Kindness - A quality expressed in word and action

Also the utterance of Eve when giving birth to Cain, apparently thanking the LORD (Genesis 4:1), doesn't prove Eve's repentance. Eve could validly say that Cain was produced “with the aid of the LORD” because God had not taken away the reproductive powers of sinful Adam and Eve and because, when passing judgment on her, God had said that she would “bring forth children,” though it would be with birth pangs.​— Genesis 3:16

Did Eve have in mind that she might be the foretold woman who would produce the seed by means of which deliverance would come? (Genesis 3:15) If so, she was greatly mistaken. (Revelation 12:1) Deliverance would come through Jesus - he is the seed. (Revelation 12:5,6) The serpent is Satan - called the "original serpent" in Revelation 12:9 and 20:2. Satan's/the Serpent's head would be "crushed" eventually by Jesus who would bring the Devil to "nothing" (Hebrews 2:14). I will not go into the full exegesis of Genesis 3:15 here, as it would make this answer much longer than it already is. It suffices to say that Genesis 3:15 has nothing to do with Eve!

"What about Cain and Abel - they offered a burnt sacrifice to God - they surely must have learned this from Adam and Eve!"

The bible doesn't show a single occurrence where Adam or Eve gave burnt offerings to God. How would Cain and Abel deduce that offerings would be a suitable gift to God then?

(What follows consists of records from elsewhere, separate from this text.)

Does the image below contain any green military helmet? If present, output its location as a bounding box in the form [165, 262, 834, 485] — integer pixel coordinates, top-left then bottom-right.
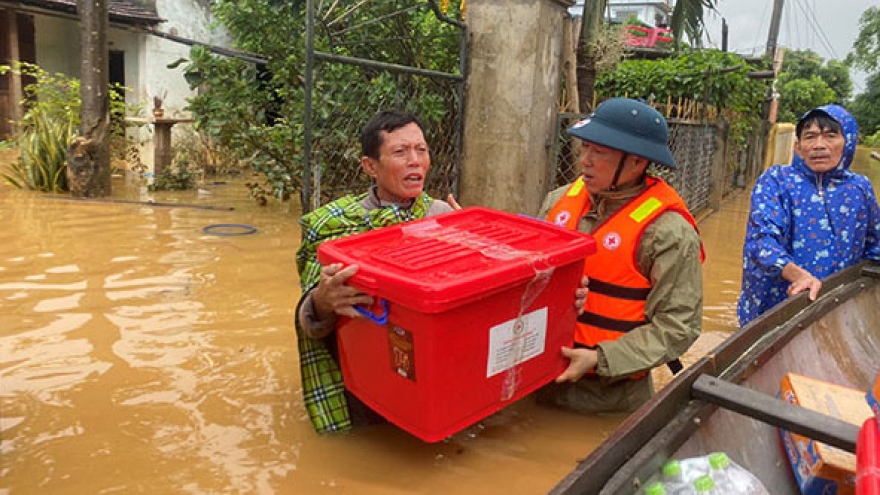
[568, 98, 677, 168]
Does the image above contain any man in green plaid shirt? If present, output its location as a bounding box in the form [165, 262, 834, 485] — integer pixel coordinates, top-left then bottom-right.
[296, 111, 458, 433]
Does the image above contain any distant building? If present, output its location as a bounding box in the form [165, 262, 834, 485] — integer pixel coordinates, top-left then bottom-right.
[568, 0, 675, 27]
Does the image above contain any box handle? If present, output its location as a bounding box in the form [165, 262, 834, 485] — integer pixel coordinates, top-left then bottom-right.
[354, 299, 388, 325]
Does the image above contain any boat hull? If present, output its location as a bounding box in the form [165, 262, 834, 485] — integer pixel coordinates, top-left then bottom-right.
[551, 264, 880, 495]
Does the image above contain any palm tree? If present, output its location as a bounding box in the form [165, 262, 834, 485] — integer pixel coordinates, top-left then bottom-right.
[669, 0, 718, 46]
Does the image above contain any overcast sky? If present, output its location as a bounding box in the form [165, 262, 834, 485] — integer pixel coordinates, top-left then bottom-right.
[705, 0, 880, 94]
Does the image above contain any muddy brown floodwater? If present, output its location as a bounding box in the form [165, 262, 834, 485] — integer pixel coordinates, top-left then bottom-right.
[0, 148, 867, 495]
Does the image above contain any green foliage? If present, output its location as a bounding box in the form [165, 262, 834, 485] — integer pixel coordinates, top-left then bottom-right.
[861, 131, 880, 148]
[0, 63, 80, 192]
[848, 72, 880, 136]
[184, 0, 468, 200]
[148, 159, 196, 191]
[596, 50, 767, 158]
[846, 7, 880, 140]
[846, 7, 880, 73]
[776, 75, 836, 123]
[669, 0, 718, 47]
[0, 62, 131, 192]
[596, 50, 766, 119]
[776, 50, 852, 122]
[3, 113, 75, 192]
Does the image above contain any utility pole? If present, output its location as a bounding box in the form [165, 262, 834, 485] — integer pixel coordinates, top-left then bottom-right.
[764, 0, 783, 60]
[577, 0, 607, 113]
[763, 0, 783, 120]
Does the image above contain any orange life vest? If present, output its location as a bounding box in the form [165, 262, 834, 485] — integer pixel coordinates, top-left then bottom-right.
[547, 177, 705, 349]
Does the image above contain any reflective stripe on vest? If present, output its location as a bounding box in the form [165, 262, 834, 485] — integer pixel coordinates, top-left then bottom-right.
[547, 177, 703, 348]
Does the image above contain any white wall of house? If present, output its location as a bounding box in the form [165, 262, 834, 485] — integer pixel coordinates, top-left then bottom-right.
[34, 16, 82, 78]
[27, 0, 231, 172]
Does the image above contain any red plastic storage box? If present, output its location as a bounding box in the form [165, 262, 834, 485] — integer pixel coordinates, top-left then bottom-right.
[856, 417, 880, 495]
[318, 207, 596, 442]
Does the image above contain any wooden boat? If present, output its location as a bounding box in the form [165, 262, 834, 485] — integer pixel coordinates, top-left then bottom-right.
[550, 263, 880, 495]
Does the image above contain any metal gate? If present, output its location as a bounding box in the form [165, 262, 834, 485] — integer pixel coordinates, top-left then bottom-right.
[302, 0, 466, 212]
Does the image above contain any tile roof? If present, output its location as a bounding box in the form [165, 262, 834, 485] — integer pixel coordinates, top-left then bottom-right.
[6, 0, 165, 24]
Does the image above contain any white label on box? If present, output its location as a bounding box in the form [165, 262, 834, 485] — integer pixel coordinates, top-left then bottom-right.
[486, 306, 547, 378]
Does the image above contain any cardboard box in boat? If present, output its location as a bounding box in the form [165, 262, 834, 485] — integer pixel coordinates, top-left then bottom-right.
[867, 371, 880, 421]
[780, 373, 871, 495]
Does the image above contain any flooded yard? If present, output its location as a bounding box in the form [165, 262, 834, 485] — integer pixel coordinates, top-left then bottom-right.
[0, 148, 872, 495]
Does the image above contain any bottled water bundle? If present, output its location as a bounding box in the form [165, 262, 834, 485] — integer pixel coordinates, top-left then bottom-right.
[643, 452, 770, 495]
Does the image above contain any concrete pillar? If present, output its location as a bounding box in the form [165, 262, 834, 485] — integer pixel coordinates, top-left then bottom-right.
[460, 0, 574, 215]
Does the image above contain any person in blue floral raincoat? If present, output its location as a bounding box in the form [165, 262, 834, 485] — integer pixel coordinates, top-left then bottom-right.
[737, 105, 880, 325]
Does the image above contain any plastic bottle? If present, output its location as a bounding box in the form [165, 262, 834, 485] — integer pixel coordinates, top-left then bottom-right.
[709, 452, 769, 495]
[694, 474, 725, 495]
[709, 452, 743, 494]
[645, 481, 670, 495]
[662, 459, 689, 495]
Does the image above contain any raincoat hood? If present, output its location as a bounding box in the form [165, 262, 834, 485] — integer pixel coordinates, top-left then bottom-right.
[791, 105, 859, 175]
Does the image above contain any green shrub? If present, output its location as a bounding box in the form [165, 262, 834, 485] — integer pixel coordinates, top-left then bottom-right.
[0, 62, 132, 188]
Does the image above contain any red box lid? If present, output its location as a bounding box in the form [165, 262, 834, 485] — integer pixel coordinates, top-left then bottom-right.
[318, 207, 596, 313]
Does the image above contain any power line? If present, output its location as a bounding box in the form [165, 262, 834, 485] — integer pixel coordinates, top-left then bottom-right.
[795, 0, 840, 60]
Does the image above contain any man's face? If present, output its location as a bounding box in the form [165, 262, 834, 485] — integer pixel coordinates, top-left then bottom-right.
[361, 123, 431, 203]
[579, 141, 644, 194]
[794, 122, 846, 173]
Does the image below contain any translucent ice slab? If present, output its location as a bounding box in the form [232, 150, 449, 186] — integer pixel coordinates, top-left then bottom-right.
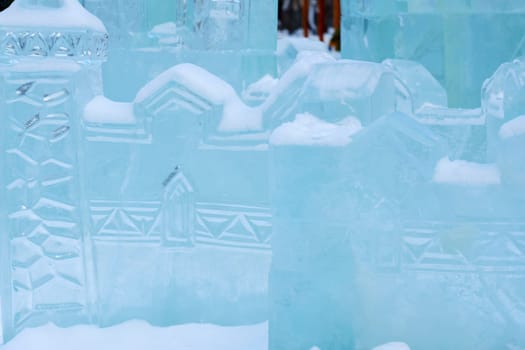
[84, 0, 277, 101]
[270, 114, 525, 350]
[84, 64, 271, 325]
[341, 0, 525, 108]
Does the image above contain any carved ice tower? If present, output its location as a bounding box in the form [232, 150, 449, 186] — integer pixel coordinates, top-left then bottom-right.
[0, 0, 107, 343]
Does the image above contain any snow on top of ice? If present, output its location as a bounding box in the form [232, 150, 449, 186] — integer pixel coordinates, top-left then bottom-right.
[84, 95, 136, 124]
[242, 74, 279, 100]
[261, 51, 335, 110]
[372, 342, 410, 350]
[0, 0, 106, 32]
[150, 22, 177, 35]
[135, 63, 262, 132]
[135, 63, 231, 104]
[310, 60, 387, 95]
[9, 57, 81, 73]
[270, 113, 362, 146]
[499, 115, 525, 139]
[433, 158, 501, 186]
[1, 321, 268, 350]
[415, 103, 485, 125]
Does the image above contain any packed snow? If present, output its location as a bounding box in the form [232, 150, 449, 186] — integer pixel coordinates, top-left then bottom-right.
[135, 63, 262, 132]
[499, 115, 525, 139]
[270, 113, 362, 146]
[434, 158, 501, 186]
[0, 0, 106, 32]
[84, 96, 135, 124]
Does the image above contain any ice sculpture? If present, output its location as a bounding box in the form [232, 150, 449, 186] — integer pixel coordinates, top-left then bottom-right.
[84, 0, 277, 101]
[0, 0, 107, 339]
[270, 114, 525, 350]
[84, 64, 271, 325]
[270, 59, 525, 350]
[341, 0, 525, 108]
[0, 0, 272, 340]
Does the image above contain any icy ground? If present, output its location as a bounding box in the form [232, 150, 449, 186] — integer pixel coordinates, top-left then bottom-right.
[0, 321, 410, 350]
[0, 321, 268, 350]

Think about this - Cain and Abel certainly had visibility on God's cherubim guarding the entrance to the Garden of Eden with a flaming sword. (Genesis 3:24) Furthermore, God remained in contact with the first humans and their offspring as He was interested in their survival and becoming many, as he still wanted them to "fill the earth" (Genesis 1:28) and also that true faith would be cultivated among humans because God "wishes all to know the truth... and to be saved" (1. Timothy 2:4)!

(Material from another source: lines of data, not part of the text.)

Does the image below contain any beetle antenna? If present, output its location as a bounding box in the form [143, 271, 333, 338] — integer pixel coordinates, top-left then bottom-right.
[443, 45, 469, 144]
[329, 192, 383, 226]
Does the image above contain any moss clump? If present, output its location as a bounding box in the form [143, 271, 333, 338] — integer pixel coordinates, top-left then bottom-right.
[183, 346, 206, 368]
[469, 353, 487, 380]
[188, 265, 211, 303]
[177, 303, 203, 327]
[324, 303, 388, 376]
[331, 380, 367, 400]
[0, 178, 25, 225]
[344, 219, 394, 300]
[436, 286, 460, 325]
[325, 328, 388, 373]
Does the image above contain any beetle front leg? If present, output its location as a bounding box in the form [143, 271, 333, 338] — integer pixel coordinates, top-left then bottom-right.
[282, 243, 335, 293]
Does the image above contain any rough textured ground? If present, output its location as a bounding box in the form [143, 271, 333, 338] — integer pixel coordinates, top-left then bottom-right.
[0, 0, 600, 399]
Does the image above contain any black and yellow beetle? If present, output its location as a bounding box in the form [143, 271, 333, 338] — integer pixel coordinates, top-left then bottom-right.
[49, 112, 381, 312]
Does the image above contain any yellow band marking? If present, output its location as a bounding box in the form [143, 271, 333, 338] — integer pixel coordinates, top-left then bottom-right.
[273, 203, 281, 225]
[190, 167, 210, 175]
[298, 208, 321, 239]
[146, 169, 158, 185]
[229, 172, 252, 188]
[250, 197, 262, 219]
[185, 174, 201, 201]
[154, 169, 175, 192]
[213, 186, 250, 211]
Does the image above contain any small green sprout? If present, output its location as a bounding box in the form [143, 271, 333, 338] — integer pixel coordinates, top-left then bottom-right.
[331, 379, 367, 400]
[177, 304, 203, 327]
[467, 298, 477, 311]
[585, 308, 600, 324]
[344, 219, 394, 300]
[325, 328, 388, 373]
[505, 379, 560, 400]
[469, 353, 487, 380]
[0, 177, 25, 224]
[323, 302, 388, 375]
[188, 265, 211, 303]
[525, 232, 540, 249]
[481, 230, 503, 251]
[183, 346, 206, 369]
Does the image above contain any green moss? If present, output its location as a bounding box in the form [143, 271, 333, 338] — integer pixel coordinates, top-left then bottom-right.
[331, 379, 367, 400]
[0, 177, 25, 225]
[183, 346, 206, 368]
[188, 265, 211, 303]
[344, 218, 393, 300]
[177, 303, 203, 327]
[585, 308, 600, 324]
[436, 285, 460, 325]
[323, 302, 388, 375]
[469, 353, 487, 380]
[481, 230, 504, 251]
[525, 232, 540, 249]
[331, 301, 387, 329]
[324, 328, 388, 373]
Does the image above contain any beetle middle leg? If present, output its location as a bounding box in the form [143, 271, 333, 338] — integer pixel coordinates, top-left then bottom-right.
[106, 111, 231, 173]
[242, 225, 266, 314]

So Cain and Abel knew about their parent's sin and understood why they were outside of Eden. They must have had conversations with God. They must have understood that even though they were no longer perfect and would have to eventually face death, their lives were a gift from God. Their offerings indicated a recognition of their alienated state and of their desire for God’s favor.

Ever wondered why Cain got aware that God liked Abel's burnt offering more than his? And why was Cain not surprised to hear God speaking to him? (Genesis 4:2) - I reckon that they conversed regularly.

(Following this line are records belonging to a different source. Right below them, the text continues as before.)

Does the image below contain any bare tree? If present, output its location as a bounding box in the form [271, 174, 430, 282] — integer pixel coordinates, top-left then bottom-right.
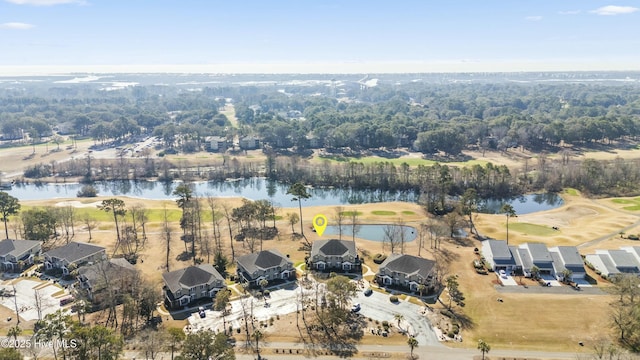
[82, 214, 98, 241]
[349, 209, 360, 241]
[333, 206, 346, 240]
[162, 205, 171, 271]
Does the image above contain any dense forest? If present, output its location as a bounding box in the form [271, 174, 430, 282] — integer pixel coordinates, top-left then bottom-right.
[0, 73, 640, 202]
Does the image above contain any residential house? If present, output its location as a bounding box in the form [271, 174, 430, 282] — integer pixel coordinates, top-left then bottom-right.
[77, 258, 138, 303]
[205, 136, 229, 152]
[482, 239, 516, 272]
[519, 243, 555, 276]
[236, 249, 296, 287]
[309, 239, 361, 272]
[549, 246, 587, 281]
[162, 264, 226, 309]
[0, 239, 42, 272]
[376, 254, 437, 292]
[238, 136, 260, 150]
[44, 242, 107, 275]
[585, 249, 640, 276]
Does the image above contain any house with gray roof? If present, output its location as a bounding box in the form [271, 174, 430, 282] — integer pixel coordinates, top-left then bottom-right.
[44, 242, 107, 275]
[309, 239, 361, 272]
[585, 247, 640, 276]
[376, 254, 437, 292]
[549, 246, 587, 281]
[236, 249, 296, 287]
[76, 258, 138, 303]
[482, 239, 516, 273]
[162, 264, 226, 309]
[519, 243, 555, 276]
[0, 239, 42, 272]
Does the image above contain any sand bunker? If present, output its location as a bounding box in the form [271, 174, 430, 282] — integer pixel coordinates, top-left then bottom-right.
[55, 200, 102, 208]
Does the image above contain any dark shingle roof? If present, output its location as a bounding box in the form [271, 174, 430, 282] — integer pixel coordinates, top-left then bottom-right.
[487, 240, 511, 261]
[526, 243, 553, 263]
[609, 250, 640, 268]
[236, 249, 293, 273]
[0, 239, 40, 256]
[311, 239, 356, 257]
[558, 246, 584, 267]
[45, 242, 105, 263]
[380, 254, 436, 279]
[162, 264, 224, 292]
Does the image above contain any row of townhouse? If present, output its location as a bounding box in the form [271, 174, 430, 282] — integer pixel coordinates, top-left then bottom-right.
[162, 239, 435, 309]
[585, 246, 640, 277]
[482, 239, 586, 281]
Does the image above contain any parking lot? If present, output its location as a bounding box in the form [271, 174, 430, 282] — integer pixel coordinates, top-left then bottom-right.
[0, 279, 69, 321]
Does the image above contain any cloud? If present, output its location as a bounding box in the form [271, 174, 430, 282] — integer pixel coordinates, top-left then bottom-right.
[0, 22, 35, 30]
[590, 5, 640, 15]
[5, 0, 84, 6]
[558, 10, 582, 15]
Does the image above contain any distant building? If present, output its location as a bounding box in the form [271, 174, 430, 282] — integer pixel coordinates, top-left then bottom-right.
[205, 136, 229, 152]
[162, 264, 226, 309]
[236, 249, 296, 287]
[239, 136, 260, 150]
[0, 239, 42, 272]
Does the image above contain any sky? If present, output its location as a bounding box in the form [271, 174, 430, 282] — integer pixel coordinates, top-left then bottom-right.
[0, 0, 640, 73]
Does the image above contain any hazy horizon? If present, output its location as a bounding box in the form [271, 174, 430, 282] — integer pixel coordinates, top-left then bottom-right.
[0, 0, 640, 75]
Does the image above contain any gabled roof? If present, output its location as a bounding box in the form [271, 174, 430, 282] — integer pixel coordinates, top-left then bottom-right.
[311, 239, 357, 257]
[380, 254, 436, 279]
[0, 239, 40, 256]
[45, 242, 105, 263]
[162, 264, 224, 293]
[236, 249, 293, 273]
[609, 250, 640, 269]
[486, 239, 511, 261]
[524, 243, 553, 264]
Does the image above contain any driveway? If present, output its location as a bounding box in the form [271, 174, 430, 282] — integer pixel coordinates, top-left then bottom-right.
[353, 291, 444, 346]
[0, 279, 69, 321]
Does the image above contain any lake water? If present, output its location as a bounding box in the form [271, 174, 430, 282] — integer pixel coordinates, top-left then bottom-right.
[322, 225, 418, 242]
[6, 177, 563, 214]
[6, 177, 418, 207]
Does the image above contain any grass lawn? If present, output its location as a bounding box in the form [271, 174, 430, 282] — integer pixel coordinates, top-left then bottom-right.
[611, 198, 640, 211]
[564, 188, 580, 196]
[509, 223, 558, 236]
[340, 211, 362, 216]
[371, 210, 396, 216]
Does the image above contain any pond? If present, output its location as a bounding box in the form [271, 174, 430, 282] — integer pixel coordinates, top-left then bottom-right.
[322, 224, 418, 242]
[479, 193, 564, 215]
[5, 177, 563, 214]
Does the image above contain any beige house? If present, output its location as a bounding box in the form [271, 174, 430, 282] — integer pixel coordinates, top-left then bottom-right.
[236, 249, 296, 287]
[376, 254, 437, 292]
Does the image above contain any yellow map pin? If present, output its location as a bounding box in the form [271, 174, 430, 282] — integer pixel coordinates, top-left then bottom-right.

So there is no explicit biblical proof that Adam and Eve did anything that would indicate their true repentance and faithfulness to the end of their lives.

I'm not saying that I have not missed something from the Bible - my interpretation is not infallible, nor am I the judge. But it looks to me that Adam and Eve have ended up in the lake of fire (Gehenna) based on the information available in the Bible.